Dr Ivalina Trendafilova is one of four nominees in the second competition for the NEF ‘13 Centuries of Bulgaria’, organised by NEF ‘13 Centuries of Bulgaria’.
The young lady, with an outstanding career in science, was close to winning the title of Prize Bearer two years ago.
Her achievements are truly impressive. In her cover letter, she listed her major attainments:
‘In 2018, I won a one-month internship at the National Institute of Chemistry, Ljubljana, Slovenia, where I began developing an alternative application for the materials I obtained, namely as catalysts for decomposing hazardous pollutants in waste water and volatile organic compounds resulting from industrial processes.
‘After defending my doctoral degree at the Institute of Organic Chemistry with Centre of Phytochemistry (IOCCP) at BAS, I applied and was approved for a postdoctoral internship at the same institute in Slovenia from 1 January 2019 to 31 March 2020.
‘At the beginning of 2020, after succeeding in a competition, I was appointed to the position of Chief Assistant in the laboratory studying Organic Reactions of Microporous Materials at IOCCP at BAS.
‘At the end of that year, I won a 36-month postdoctoral fellowship at the University of Namur, Belgium, under the BEWARE Programme co-financed by Marie Skłodowska-Curie Actions, where I continue to expand my knowledge of the synthesis and application of innovative porous silicate materials in the fields of pharmacy and green technologies.’
Ivalina answered questions for the ‘13 Centuries of Bulgaria’ National Endowment Fund website:
Could you tell us in plain English what exactly you are currently working on in your research activities and what its practical application will be?
I am working on an extremely interesting project on the synthesis of new adsorbents for the purification and separation of proteins. Current industrial practices are complex, time-consuming and represent a large part of the cost of protein production (about 80% of the cost of the final product is due to complex methods of purifying and obtaining the desired product). Finding new and more efficient materials for the separation of proteins is the way to more easily accessible food supplements, medicinal drugs, and vaccines, as well as an opportunity to develop innovative applications for proteins in pharmacy.
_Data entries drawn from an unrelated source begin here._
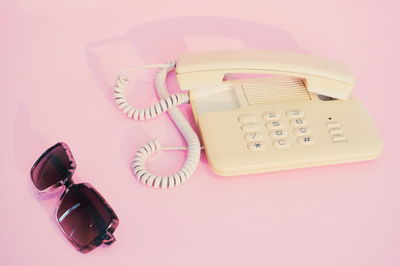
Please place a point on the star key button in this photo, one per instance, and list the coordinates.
(256, 146)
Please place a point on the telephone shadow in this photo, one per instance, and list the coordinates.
(162, 40)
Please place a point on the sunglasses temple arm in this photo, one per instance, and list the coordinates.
(109, 239)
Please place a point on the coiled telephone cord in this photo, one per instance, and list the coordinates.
(167, 103)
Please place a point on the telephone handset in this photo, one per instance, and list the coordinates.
(299, 115)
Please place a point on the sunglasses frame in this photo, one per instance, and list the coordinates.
(106, 237)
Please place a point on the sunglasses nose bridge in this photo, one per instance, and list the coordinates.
(108, 239)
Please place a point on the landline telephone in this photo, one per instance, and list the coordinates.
(299, 115)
Continuing your education at the University of Namur, Belgium, under the BEWARE programme, co-financed by Marie Skłodowska-Curie Actions, how do you survive in such a competitive environment?
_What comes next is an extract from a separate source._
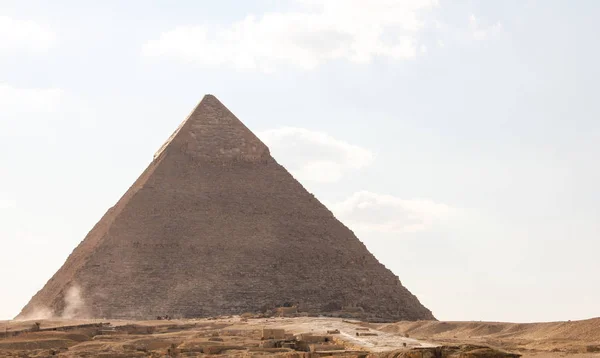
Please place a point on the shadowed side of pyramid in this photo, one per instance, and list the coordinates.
(216, 226)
I had the good fortune to become one of an extremely responsive and pleasant team here in Namur, but I also remain in close contact with my colleagues from the IOCCP at BAS, who are always ready to help me when needed. Everything else is a lot of work, keenness, and dedication to science.
What motivated you to apply for a second time for the National Prize in support of young talent in contemporary arts and science?
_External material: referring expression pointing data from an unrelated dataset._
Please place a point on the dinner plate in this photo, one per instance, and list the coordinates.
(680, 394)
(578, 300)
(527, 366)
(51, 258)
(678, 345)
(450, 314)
When I was previously nominated for the NEF ‘13th century Bulgaria’ Prize, I had the pleasure of meeting great people, professionals, and talents. I consider the Fund’s initiative a wonderful way to promote the success of young people in science and the arts. Also, from my own experience, I can say that the nomination for such a prestigious award is an incentive for a young person to continue along her chosen path, although it is at times a rocky road.